Calculating sample size and margin of error: use the Appinio online calculators to launch a bulletproof survey

Whether it's about political sentiment, customer satisfaction, the Appinio Hype Train or a company employee survey, surveys are the most common way to find out public sentiment, opinions, beliefs and tendencies. And of course the more people you ask questions to, the closer you get to a representative result. But imagine interviewing all the people in the UK to find out who they would vote for in the next election, impossible!


This is where the need of a representative sample comes into play.

 

A representative sample focuses on a portion of the population and aims to reflect the views of the general public. But, especially in survey research, how do you know how many survey respondents you require to ensure you survey a representative sample of the population? What variables do you need to take into account? In this article, we’ll show you which key values you need in order to calculate the perfect sample for your study and how accurately your results represent the population

 

Do you want to calculate the sample size for your study quickly and already have all the key values? Then use our online sample size calculator to determine the sample you need.

Sample size calculator

The sample size calculator is in the making and it is coming soon!

Definition: What is a sample?

A sample is a small portion or quantity intended to show what the whole is like.

 

There are several different methods of sampling that can be used, for example, you could choose to use a “random sample,” where respondents are chosen entirely by chance from the population at large, therefore every member of the population has an equal chance to be selected for your study.

A random sample is useful when doing exploratory market research or gathering new ideas, but it would not be useful if you wanted know how many Brits are vegan, as your random sample could exclude some participants (e.g. not enough women) or include too many people from the same group (e.g. too many Millennials), therefore, you would not be able to extract insights that are applicable to your desired target group or the general population.

The reason why sample size is important

That's why, in survey research especially, a sample needs to meet specific criteria and contain all the different groups - such as women, men or different age groups - in the same proportions to the general population.
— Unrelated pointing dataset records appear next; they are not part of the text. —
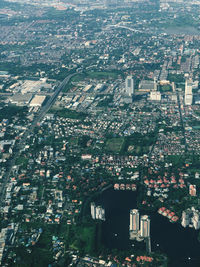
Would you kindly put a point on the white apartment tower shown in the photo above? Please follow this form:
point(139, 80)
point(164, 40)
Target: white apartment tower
point(188, 92)
point(93, 210)
point(145, 226)
point(129, 89)
point(134, 220)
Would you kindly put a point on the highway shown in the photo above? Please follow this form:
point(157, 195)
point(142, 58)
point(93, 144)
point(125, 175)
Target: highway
point(22, 142)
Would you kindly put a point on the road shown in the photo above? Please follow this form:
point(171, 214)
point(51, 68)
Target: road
point(19, 146)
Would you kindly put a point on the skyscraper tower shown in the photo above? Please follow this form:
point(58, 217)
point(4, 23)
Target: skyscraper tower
point(129, 90)
point(145, 226)
point(188, 92)
point(134, 220)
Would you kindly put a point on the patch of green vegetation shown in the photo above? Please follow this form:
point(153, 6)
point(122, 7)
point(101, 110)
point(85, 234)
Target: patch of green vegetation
point(8, 112)
point(67, 113)
point(165, 88)
point(102, 75)
point(177, 78)
point(137, 144)
point(74, 141)
point(21, 161)
point(107, 100)
point(115, 144)
point(84, 239)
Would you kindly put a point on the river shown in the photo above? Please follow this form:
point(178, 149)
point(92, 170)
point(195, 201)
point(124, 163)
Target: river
point(180, 244)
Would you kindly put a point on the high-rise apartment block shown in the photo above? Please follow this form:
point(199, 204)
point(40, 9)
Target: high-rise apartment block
point(134, 220)
point(145, 226)
point(188, 92)
point(129, 88)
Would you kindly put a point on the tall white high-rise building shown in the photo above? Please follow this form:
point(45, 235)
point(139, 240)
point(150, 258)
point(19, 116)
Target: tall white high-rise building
point(145, 226)
point(185, 218)
point(188, 92)
point(129, 89)
point(134, 220)
point(93, 210)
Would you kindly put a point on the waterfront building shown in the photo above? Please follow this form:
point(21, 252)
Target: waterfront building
point(97, 212)
point(192, 190)
point(196, 220)
point(145, 226)
point(185, 219)
point(134, 220)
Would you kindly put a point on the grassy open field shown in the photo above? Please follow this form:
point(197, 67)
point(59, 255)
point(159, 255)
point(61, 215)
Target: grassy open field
point(115, 144)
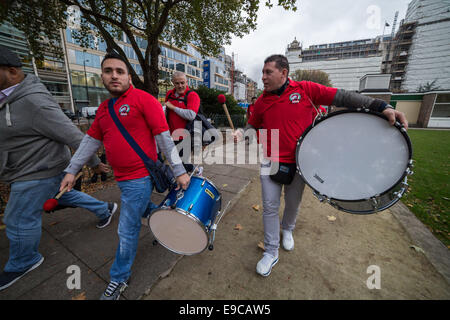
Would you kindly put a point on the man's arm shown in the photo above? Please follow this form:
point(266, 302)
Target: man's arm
point(354, 100)
point(166, 146)
point(54, 124)
point(85, 151)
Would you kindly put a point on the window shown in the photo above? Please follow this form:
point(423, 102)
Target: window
point(441, 107)
point(181, 67)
In addition, the sample should be large enough not only to be representative, but also to make reliable statements. When choosing a sample it is important to test its reliability, if a sample is too small the information collected may be partial, on the other hand if the sample is too large it would be a waste of resources. The larger the group, the closer are results to the target market, the less chance factors, errors and false statements can distort the result. The results are considered representative of the whole itself, i.e. applicable to the general public, when they reflect the normal distribution in the population

 

If you want to get survey data that is as reliable as possible, you need to strive to make your survey representative. In market research, you need to collect data from the target group before launching a product on the market in order to offer a product that consumers will want to buy or use. However, you can't ask every potential buyer their opinion, it would simply be too time-consuming and not cost-effective. Moreover, it is impossible to determine exactly the size of the potential buyer group. Therefore, before sending your survey out to your respondents, you need to define a sample size that represents your target population as closely as possible, and in all its facets).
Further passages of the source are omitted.